By Chris Gray, Wednesday, Mar. 10 2010 @ 3:30PM
Seven years ago this week, the Dixie Chicks had the No. 1 country single in the U.S. with Bruce Robison's lump-raising "Travelin' Soldier." Meanwhile, in Washington, D.C., the Bush Administration was putting the finishing touches on its Iraqi invasion strategy, which prompted Chicks lead singer Natalie Maines to tell a London audience the evening of March 10, 2003, that "we're ashamed the President of the United States is from Texas."
Oops. Although lefties flocked to the Chicks' defense - some even admitting that hey, maybe their music wasn't so bad after all - several mainstream country stations, especially in the South, went from spinning "Soldier" once an hour to organizing anti-Chick rallies where DJs encouraged listeners to bring in CDs, posters and other paraphernalia to either be crushed by bulldozers or thrown on
Farenheit 451-like bonfires. In the Chicks' hometown of Dallas, they needed a police escort from the airport to American Airlines Center because someone called in a death threat against Maines.
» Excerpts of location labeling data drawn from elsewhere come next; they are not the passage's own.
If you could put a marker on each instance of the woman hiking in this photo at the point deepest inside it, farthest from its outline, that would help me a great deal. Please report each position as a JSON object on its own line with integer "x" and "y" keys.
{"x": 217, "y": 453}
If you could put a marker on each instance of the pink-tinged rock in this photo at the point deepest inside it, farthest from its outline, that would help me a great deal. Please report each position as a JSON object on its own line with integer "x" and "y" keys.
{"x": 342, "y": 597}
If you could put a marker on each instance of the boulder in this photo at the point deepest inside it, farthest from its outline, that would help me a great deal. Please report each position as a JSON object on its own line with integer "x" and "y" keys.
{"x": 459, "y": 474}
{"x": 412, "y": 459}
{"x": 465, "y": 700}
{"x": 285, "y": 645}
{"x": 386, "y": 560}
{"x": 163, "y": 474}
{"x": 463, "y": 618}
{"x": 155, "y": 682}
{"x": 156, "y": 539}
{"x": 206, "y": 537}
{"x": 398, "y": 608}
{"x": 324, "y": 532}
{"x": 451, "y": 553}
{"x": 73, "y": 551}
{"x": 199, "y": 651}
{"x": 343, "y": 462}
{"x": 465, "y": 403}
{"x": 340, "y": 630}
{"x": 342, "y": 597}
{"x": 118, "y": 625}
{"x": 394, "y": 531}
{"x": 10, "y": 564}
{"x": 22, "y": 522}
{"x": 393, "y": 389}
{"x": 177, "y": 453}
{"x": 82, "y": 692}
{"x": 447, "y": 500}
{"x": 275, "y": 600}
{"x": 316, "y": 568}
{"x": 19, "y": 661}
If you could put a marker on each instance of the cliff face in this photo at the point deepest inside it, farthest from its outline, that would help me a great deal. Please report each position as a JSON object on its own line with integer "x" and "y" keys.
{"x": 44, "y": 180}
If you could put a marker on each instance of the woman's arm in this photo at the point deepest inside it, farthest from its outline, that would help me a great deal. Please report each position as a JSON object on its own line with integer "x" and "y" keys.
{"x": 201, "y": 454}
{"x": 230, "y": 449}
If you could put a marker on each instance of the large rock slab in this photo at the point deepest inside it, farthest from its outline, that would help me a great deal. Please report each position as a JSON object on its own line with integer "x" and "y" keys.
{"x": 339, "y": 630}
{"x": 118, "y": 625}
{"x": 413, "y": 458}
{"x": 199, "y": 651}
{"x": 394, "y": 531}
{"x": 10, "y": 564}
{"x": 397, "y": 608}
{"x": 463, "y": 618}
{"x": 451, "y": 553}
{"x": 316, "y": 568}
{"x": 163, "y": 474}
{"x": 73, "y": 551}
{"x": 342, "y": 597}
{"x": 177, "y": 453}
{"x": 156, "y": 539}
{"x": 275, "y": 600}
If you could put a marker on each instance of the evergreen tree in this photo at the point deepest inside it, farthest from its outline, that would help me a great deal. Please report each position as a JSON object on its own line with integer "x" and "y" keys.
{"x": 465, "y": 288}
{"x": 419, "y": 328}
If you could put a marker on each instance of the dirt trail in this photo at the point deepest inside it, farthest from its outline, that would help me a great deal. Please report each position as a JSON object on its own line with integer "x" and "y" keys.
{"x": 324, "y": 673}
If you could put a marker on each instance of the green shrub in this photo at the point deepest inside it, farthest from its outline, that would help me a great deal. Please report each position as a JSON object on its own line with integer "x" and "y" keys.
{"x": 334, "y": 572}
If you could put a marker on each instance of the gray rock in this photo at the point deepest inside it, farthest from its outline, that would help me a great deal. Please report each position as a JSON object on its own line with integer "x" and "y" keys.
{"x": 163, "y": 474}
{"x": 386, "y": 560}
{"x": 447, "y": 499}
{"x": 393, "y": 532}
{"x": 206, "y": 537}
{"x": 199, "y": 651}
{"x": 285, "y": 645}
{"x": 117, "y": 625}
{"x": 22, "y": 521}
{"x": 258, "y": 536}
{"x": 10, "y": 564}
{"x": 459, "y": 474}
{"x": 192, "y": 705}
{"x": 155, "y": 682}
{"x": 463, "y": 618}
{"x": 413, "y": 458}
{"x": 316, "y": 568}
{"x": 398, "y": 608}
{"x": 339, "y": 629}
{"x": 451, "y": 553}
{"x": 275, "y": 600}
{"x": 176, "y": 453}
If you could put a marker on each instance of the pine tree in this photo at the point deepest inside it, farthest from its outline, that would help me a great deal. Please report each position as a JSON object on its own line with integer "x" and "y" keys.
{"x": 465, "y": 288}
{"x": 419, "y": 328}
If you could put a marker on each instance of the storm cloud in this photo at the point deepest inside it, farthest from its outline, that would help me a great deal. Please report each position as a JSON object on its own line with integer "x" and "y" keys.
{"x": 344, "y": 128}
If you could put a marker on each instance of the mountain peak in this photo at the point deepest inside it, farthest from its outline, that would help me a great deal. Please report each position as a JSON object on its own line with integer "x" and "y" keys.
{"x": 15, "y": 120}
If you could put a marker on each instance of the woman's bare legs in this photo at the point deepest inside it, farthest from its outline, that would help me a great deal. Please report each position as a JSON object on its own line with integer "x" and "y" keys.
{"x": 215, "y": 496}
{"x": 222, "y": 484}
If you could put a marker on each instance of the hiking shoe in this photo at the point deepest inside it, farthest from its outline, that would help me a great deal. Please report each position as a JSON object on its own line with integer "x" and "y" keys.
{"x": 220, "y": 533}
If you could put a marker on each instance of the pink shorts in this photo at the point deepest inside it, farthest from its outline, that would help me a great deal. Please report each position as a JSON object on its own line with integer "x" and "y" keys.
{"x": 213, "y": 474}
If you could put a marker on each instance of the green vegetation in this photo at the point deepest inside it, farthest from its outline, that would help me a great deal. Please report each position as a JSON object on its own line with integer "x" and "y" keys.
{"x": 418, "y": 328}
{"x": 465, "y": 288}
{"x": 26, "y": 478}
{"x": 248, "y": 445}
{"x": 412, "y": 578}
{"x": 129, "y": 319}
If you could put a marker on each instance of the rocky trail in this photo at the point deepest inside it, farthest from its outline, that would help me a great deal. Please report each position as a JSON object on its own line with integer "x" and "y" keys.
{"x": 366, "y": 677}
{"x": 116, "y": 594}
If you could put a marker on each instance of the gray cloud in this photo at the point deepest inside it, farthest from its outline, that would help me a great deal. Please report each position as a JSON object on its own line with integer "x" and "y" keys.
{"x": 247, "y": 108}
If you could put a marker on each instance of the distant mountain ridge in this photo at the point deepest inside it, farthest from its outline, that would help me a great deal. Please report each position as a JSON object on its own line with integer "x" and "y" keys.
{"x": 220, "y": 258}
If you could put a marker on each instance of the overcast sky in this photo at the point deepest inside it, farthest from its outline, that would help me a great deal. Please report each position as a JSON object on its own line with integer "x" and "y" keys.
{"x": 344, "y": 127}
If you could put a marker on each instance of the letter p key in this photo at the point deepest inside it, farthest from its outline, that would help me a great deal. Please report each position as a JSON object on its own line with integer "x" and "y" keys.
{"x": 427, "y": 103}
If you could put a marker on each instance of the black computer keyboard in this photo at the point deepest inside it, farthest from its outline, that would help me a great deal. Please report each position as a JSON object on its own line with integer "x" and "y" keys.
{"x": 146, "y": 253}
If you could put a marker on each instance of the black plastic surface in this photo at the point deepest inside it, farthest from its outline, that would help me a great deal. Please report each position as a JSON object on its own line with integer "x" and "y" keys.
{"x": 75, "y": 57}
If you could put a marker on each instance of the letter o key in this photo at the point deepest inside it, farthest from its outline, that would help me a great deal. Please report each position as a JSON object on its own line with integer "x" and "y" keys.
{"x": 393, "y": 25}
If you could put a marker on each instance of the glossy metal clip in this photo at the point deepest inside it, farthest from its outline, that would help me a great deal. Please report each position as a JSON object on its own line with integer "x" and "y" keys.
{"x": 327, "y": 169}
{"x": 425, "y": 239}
The Chicks came back in 2006 with
Taking the Long Way, an album geared both in sound and marketing strategy toward NPR and adult-alternative listeners. Tickets never even went on sale for the planned Houston stop of the Chicks' subsequent Accidents & Accusations tour when no radio stations here would sell them advertising time. (Way to make us proud, assholes.)
Long Way won the 2007 Grammy for Album of the Year, with Maines' song about "The Incident" and its near-bloody aftermath, "Not Ready to Make Nice," taking both Record and Song of the Year.
Ever since, though, the Chicks have been in limbo. Sorry, "on hiatus."